White House forced to face hard facts on economy
The administration’s annual midsummer budget update is sure to show higher deficits and unemployment and slower growth than projected in President Barack Obama’s budget in February and update in May, and that could complicate his efforts to get his signature healthcare and global-warming proposals through Congress.
The release of the update, usually scheduled for mid-July, has been put off until the middle of next month, giving rise to speculation the White House is delaying the bad news at least until Congress leaves town on its August 7 summer recess.
The administration is pressing for votes before then on its $1 trillion healthcare initiative, which lawmakers are arguing over how to finance.
White House budget director Peter Orszag said yesterday the administration believes the “chances are high” of getting a health care bill by then. However, new analyses showing runaway costs are jeopardising Senate passage.
“Instead of a dream, this routine report could be a nightmare,” Tony Fratto, a former Treasury Department official and White House spokesman under President George W Bush, said of the delayed budget update. “There are some things that can’t be escaped.”
The administration earlier this year predicted that unemployment would peak at about 9% without a big stimulus package and 8% with one. Congress did pass a $787 billion two-year stimulus measure, yet unemployment soared to 9.5% in June and appears headed for double digits.

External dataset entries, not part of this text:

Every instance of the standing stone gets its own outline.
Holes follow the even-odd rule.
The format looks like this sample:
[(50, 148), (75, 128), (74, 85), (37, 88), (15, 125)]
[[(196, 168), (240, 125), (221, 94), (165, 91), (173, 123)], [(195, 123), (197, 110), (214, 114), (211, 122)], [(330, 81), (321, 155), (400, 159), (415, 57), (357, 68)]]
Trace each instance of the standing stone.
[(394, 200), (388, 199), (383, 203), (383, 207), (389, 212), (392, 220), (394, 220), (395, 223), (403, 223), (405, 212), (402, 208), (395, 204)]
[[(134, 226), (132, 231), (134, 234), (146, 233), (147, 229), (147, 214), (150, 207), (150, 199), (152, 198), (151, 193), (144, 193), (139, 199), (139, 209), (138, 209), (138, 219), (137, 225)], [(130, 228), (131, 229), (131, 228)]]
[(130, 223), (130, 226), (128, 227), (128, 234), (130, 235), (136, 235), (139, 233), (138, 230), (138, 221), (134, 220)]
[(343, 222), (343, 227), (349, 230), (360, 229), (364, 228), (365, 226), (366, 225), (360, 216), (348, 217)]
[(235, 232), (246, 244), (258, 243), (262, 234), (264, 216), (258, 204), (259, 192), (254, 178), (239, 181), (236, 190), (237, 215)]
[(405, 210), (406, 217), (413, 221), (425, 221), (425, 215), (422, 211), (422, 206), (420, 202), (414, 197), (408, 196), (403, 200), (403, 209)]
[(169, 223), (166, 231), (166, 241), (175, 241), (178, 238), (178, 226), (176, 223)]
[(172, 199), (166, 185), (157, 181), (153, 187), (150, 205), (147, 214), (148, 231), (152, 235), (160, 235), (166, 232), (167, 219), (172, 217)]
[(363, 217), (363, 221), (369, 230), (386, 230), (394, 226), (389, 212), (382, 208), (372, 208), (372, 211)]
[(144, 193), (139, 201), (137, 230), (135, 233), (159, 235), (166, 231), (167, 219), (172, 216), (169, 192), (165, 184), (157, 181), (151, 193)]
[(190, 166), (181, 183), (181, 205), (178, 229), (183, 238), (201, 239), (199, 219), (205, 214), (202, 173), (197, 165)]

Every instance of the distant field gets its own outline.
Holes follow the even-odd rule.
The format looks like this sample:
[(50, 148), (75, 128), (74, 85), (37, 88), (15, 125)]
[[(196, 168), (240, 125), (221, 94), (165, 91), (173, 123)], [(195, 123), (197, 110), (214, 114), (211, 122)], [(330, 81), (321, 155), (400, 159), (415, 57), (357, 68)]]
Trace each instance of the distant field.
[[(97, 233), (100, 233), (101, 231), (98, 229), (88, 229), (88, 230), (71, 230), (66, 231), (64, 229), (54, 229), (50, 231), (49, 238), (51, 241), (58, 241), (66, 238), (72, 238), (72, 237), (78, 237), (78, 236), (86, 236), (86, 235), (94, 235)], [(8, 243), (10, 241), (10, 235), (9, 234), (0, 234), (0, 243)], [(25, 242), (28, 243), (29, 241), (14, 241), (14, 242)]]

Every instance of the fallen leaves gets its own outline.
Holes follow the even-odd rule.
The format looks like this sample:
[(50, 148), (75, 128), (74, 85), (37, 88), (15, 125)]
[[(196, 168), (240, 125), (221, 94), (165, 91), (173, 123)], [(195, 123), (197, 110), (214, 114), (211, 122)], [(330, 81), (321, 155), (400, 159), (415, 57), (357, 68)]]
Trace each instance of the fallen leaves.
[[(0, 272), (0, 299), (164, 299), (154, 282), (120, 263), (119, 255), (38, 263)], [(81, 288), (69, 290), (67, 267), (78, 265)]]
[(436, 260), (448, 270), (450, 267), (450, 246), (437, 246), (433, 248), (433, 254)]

Obama’s current forecast anticipates 3.2% growth next year, then 4% or higher growth from 2011 to 2013. Private forecasts are less optimistic, especially for next year.
Any downward revision in growth or revenue projections would mean budget deficits would be far higher than the administration is now suggesting.
Setting the stage for bleaker projections, Vice-President Joe Biden recently conceded, “We misread how bad the economy was” in January. Obama modified that by suggesting the White House had “incomplete” information.
The new budget update comes as the public and members of Congress are becoming increasingly anxious over Obama’s economic policies. A Washington Post-ABC News survey released yesterday shows approval of Obama’s handling of health-care reform slipping below 50% for the first time. The poll also found support eroding on how Obama is dealing with other issues that are important to Americans right now — the economy, unemployment and the swelling budget deficit.
The Democrat-controlled Congress is reeling from last week’s testimony by the head of the nonpartisan Congressional Budget Office, Douglas Elmendorf, that the main health care proposals Congress is considering would not reduce costs, as Obama has insisted, but “significantly expand” the federal financial responsibility for healthcare.
That gave ammunition to Republican critics of the bill.
Last week, Obama vowed a new “health insurance reform cannot add to our deficit over the next decade and I mean it.”
The nation’s debt — the total of accumulated annual budget deficits — now stands at $11.6 trillion.